Nous sommes une entreprise Bordelaise d’accompagnement à la conception d’outils et de services en prenant en compte les besoins des futurs utilisateurs et en particulier ceux présentant une forme de fragilité liée à l’âge ou à un handicap. Notre métier est de mettre à profit notre expertise et notre connaissance de l’humain face à la technologie pour concevoir des outils ergonomiques, intuitifs, pratiques et accessibles.
En créant Popaia, nous voulions permettre aux personnes en situation de handicap d’accéder à toutes les informations qui peuvent nous sembler évidentes à nous public chanceux à la fois éduqué sur le sujet et sans contraintes nécessitant des adaptations particulières, mais qui ne le sont malheureusement pas pour tous. Notre volonté première est de participer à la création d’un monde ou la vie sexuelle et affective est davantage une source de plaisir que de problèmes.
La plateforme doit être lancée cette année, quel est votre plus gros challenge lors du lancement ?
Notre objectif est avant tout qualitatif.

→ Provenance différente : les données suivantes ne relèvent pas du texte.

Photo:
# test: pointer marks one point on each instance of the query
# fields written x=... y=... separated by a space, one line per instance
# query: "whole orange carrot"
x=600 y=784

Nous voulons garantir des ressources de qualité, adaptées et accessibles en proposant des centaines de contenus spécifiques (intimité et sexualité) actuellement inaccessibles aussi rapidement et simplement que par l’intermédiaire de notre plateforme.
L’intégration des bénéficiaires (personnes fragilisées, professionnels de terrain, aidants, famille…) est également importante. Nous voulons prendre en compte leurs retours dans l’usage de la plateforme (ressources disponibles, expérience de formation et de services, fonctionnalités attendues…) et dans les ressources proposées. Nous souhaitons proposer des innovations de produits et de services tout en offrant la possibilité de s’unir et de collaborer pour créer de nouveaux outils inexistants à ce jour (mannequin texturé, outils spécifiques à un handicap donné…) et en intégrant les bénéficiaires dans la démarche de conception (Co-design, Conception centrée utilisateur…).
Pour finir, nous avons une véritable volonté de faire avancer les choses à travers la plateforme. Notre objectif est de permettre de réduire les violences sexuelles et affectives subies par les personnes fragilisées, car elles seront plus facilement outillées, informées, sensibilisées et éduquées autour des problématiques de vie intime et affective ; de réduire les incidents en ESMS – Établissement ou service social ou médico-social – où à la maison autour des sujets de sexualité, d’intimité et de vie affective (respect du consentement, crise d’angoisse, harcèlement, attouchement sexuel, inhibition des besoins physiologiques, emprise sur les relations affectives et sexuelles…) ; de former, sensibiliser et faire monter en compétences davantage de personnes qui gravitent autour des publics fragilisés, pour leur permettre d’aborder de façon qualitative la vie sexuelle et affective et les droits de ces personnes ; de contribuer à un gain d’autonomie et un bien-être personnel des personnes fragilisées qui ne sont pas autonomes et averties autour de ces sujets qui sont pour la plupart des besoins physiologiques et biologiques (désir, plaisir, menstruation…).